This is intended to be a brief, objective and technical comparison of Riak and Neo4j.
High Level Differences
Riak and Neo4j are meant for storing fundamentally different types of data:
- Riak is a document database and key/value store, designed to store semi-structured documents or objects of varying sizes.
- Neo4j is a graph database, designed to store and traverse a network of related information. (e.g. Social Networks)
In most cases, the needs of your application will clearly dictate whether you should use a key/value store or a graph database. And in many cases, it may make sense to combine the two. An application like Facebook, for example, might store user profile information, wall posts, and images in a key/value or document database, and store the network of friends and associations in a graph database.
Riak was built to scale elastically, meaning that you can scale your cluster from one node to 100 nodes and beyond simply and easily. As you add nodes to your cluster, Riak automatically takes care of redistributing an equal share of the load to each server in your cluster. Likewise, if you scale your cluster down in size, Riak takes care of re-apportioning the data from the removed node evenly to the remaining nodes.
In contrast, Neo4j was designed to run on one machine and contains no built-in support to scale to multiple machines. That's not to say that you can't scale to multiple machines, it just mean that your application must create its own sharding layer, and be smart enough to cleanly divide the data, which is a challenge, as graph databases generally store randomly connected webs of data. If data is not cleanly shardable, and instead is duplicated across multiple machines, then the sharding layer must be smart enough to coordinate Neo4j transactions, as Neo4j transactions are currently bound to a single machine.

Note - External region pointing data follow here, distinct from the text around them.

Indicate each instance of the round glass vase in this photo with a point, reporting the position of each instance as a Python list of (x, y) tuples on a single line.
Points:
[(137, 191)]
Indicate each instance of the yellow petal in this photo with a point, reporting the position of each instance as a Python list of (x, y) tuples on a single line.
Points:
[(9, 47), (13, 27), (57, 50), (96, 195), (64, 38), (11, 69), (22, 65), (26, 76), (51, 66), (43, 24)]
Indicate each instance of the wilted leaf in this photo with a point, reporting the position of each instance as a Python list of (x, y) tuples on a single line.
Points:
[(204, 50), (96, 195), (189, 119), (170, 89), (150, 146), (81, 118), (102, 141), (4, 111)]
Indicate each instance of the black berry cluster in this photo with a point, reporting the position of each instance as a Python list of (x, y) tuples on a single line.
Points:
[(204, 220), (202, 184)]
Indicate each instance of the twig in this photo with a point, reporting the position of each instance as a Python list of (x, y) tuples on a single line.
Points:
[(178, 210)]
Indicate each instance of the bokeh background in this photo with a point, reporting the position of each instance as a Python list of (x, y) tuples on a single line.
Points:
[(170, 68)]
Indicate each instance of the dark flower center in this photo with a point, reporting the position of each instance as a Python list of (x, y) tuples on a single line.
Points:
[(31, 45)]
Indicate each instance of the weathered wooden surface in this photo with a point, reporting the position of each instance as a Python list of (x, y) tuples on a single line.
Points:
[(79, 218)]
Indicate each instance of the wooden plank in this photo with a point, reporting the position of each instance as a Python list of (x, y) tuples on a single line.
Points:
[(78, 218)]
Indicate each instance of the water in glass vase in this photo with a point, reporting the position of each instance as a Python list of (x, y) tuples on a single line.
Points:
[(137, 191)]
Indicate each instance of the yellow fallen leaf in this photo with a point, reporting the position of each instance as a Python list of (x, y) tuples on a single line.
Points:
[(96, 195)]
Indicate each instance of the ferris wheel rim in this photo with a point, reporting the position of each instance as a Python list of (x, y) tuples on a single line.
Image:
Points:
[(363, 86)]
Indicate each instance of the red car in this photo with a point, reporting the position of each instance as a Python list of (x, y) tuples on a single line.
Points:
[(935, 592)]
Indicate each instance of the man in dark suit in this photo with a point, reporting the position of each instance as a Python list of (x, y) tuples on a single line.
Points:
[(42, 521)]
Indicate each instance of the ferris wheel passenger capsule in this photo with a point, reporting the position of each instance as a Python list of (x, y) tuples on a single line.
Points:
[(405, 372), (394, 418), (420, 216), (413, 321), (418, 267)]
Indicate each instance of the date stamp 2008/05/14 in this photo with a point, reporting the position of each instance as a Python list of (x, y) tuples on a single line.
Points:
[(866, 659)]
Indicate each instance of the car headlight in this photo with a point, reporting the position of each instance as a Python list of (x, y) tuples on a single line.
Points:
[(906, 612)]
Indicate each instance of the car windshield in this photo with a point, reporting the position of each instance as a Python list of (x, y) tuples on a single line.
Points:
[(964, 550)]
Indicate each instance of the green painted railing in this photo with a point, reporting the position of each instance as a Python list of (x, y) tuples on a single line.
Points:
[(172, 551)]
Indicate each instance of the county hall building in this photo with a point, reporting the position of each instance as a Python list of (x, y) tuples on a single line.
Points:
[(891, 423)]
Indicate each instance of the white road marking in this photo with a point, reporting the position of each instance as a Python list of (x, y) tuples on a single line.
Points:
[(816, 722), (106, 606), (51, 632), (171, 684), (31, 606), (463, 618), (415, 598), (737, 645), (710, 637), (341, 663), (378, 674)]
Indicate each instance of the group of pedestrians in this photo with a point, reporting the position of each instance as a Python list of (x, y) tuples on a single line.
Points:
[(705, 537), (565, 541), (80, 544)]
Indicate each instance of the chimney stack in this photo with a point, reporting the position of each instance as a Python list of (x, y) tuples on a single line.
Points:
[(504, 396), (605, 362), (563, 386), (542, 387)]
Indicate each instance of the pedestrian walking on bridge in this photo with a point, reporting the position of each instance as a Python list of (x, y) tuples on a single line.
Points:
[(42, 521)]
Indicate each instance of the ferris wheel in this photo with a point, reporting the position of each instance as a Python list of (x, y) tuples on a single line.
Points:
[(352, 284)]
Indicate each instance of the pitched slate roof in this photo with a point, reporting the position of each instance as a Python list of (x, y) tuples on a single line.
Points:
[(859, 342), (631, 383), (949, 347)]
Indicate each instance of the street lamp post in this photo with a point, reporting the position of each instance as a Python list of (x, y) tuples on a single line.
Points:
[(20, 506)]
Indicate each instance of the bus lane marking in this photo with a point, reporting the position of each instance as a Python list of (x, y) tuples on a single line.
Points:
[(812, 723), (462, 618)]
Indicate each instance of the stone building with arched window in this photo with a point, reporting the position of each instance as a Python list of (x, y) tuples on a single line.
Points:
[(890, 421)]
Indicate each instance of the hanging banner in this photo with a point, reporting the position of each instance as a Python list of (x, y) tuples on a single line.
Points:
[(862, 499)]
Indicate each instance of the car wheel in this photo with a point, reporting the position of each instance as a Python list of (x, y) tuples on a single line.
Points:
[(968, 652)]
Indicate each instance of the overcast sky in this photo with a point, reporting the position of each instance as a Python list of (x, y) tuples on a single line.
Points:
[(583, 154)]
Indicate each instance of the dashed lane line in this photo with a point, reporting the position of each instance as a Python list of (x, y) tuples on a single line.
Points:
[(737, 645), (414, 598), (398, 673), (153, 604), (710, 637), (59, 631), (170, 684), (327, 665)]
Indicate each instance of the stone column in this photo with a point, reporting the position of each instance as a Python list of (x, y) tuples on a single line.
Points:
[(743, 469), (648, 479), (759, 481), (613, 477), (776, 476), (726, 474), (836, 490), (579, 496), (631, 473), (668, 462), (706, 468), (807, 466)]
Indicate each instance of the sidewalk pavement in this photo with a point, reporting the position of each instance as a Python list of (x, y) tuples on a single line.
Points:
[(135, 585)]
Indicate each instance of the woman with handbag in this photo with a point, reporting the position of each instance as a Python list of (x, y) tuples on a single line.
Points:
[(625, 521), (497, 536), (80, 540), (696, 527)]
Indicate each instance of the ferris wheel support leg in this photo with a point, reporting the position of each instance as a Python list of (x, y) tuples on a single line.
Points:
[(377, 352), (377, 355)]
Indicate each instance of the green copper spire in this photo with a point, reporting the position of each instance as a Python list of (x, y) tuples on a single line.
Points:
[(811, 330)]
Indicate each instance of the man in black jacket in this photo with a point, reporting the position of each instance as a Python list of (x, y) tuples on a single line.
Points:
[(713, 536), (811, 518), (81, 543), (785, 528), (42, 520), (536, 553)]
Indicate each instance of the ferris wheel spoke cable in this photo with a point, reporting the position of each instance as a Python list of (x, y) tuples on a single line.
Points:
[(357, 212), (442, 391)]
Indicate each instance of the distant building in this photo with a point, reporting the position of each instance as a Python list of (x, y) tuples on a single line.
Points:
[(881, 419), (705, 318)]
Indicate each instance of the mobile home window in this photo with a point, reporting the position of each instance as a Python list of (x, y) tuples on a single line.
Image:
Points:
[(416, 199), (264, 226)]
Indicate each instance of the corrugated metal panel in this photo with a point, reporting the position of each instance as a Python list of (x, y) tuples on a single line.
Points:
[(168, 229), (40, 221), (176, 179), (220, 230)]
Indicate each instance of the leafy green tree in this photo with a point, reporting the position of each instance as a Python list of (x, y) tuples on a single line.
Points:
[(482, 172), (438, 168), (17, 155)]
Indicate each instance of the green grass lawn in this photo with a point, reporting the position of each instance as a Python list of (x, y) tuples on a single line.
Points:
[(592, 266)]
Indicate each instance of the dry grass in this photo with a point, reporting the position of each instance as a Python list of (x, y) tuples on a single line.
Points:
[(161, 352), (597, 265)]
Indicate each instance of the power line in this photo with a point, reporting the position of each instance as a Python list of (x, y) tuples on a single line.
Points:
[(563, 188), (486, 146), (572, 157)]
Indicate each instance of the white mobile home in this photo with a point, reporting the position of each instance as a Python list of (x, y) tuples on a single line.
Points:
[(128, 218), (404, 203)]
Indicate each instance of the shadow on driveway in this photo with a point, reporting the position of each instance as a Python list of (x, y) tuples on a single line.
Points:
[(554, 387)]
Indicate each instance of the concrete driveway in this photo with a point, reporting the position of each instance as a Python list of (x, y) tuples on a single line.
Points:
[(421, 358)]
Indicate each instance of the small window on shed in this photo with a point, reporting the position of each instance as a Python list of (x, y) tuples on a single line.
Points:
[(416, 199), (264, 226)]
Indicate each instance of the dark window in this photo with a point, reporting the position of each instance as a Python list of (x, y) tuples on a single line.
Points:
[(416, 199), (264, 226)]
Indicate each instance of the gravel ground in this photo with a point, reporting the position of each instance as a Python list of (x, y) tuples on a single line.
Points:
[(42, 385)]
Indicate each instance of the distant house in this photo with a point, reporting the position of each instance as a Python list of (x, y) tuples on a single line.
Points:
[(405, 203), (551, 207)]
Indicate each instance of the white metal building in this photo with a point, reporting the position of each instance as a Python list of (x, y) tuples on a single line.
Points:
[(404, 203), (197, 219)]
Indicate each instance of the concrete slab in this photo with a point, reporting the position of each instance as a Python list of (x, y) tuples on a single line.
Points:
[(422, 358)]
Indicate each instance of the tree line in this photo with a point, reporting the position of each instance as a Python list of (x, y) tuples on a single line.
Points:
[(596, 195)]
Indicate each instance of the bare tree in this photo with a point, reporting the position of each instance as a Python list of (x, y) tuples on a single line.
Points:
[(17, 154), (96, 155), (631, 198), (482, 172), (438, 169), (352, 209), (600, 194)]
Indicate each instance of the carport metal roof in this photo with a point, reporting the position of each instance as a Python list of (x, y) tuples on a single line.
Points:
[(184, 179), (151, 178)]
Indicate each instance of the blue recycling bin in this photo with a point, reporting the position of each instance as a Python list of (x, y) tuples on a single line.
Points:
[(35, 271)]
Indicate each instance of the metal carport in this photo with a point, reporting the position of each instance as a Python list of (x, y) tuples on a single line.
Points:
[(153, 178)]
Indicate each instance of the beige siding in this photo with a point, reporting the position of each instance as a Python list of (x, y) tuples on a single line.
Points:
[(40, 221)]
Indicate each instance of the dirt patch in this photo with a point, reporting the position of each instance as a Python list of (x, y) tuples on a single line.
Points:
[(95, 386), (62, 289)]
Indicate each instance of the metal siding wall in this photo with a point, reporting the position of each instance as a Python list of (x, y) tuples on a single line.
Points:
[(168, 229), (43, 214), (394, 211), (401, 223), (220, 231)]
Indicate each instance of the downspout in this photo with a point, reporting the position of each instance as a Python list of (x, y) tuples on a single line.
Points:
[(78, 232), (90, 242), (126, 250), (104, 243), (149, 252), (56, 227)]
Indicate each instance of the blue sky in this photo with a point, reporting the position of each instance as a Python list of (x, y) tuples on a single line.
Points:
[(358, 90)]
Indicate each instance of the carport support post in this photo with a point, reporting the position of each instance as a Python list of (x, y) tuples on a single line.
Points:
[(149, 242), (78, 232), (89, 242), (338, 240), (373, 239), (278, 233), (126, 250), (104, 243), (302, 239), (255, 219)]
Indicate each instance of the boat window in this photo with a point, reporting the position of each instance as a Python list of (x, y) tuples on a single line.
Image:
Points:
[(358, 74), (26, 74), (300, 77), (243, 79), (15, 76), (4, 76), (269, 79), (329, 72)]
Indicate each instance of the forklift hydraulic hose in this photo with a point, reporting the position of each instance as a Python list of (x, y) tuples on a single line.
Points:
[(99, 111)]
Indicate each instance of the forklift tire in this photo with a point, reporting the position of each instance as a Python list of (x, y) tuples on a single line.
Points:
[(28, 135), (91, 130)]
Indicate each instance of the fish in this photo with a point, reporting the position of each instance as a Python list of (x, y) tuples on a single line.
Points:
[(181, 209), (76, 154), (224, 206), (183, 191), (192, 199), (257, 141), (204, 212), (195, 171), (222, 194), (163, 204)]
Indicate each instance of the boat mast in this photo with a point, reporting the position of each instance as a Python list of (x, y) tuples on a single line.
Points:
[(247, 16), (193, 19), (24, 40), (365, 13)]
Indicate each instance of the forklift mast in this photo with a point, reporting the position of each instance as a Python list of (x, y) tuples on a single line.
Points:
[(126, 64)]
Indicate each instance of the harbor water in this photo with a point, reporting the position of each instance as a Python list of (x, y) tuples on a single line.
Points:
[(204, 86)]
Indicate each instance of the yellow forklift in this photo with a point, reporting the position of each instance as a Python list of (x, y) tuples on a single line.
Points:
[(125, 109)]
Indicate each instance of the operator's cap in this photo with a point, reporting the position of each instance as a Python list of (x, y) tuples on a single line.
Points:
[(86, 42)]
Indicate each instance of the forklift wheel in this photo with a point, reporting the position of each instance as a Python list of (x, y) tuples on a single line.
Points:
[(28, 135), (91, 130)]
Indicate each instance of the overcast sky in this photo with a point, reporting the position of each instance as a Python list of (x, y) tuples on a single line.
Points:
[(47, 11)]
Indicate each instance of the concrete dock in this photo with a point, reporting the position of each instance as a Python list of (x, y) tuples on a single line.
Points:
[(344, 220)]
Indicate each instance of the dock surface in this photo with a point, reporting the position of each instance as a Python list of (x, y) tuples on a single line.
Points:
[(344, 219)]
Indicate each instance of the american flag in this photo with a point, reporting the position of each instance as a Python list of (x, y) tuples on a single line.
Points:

Riak allows you to store semi-structured documents or objects of varying sizes. Riak is equally adept at storing a user profile, an image, an .mp3, a purchase order, or session information for a website.
In contrast, Neo4j stores data using nodes, relationships (imagine a line connecting the nodes), and properties. You can associate a list of properties on the node and the relationship. Properties are limited to Java primitives (int, byte, float, etc.), Strings, or an array of primitives and Strings. Relationships are typed, allowing you to express things like “PersonA KNOWS PersonB” and “PersonA IS_RELATED_TO PersonC”.
Riak can detect when two processes try to update the same data with conflicting information by means of a vector clock. In a distributed environment, this happens more often than you would think: a client may update a cached version of an object, or a network split may have caused a client to delay its write. Riak can detect both of these cases, and uses the vector clock to determine which update should win, or to bubble the conflicting versions (called siblings) up to the client, where the application can choose which version wins, often with input from the user. (Think of what happens when two people edit a Wiki at the same time.)
In contrast, Neo4j supports configurable ACID transactions, similar to a traditional RDBMS. This allows a client to update a section of the graph in an isolated environment, hiding changes from other processes until the transaction is committed. If multiple transactions try to modify the same data, the Neo4j kernel will try to synchronize them. If interdependencies between the transactions would cause a deadlock, this will be detected and a corresponding exception will be thrown.
Riak's approach ensures that the datastore is always write-available, and that writes always succeed, even in the face of a network split or hardware failure, so long as the client can reach at least one node in the cluster. The tradeoff is that the client performing the read must do a little extra work to resolve the conflict, or can optionally choose to take the latest version of the object (this is the default setting.)
Neo4j's approach prevents conflicts from happening in the first place. The tradeoff is that client performing the write must do a little extra work to detect and retry a failed transaction, and, as previously mentioned, the transaction can only affect data on a single machine.
With links, you create lightweight pointers between your data, for example, from 'projects' to 'milestones' to 'tasks', and then select data along that hierarchy using simple client API commands. (In a pinch, this can substitute as a lightweight graph database, as long as the number of links is kept reasonably low; think dozens, not thousands.)
Neo4j, on the other hand, excels at querying networks of information. Again, drawing from Facebook, a graph database would make short work of finding all of the people who are friends of your friends. In relational parlance, if your queries start on a single row and explode into thousands of rows via recursive joins, then those relations should likely be stored in a graph database.
Neo4J requires you to provide a starting node before you can perform any queries or traversals. The starting node can be the result of a previous traversal, or may be retrieved by using the integer ID of the node generated by Neo4j. In this latter case, an application needs some way to map a real world value, such as a username, to a node ID. Neo4j currently supports tight integration with Lucene for this purpose, with support for ACID transactions on operations that touch both Neo4j and Lucene. Other than Lucene, any JTA compliant XA resource can participate in Neo4j transactions.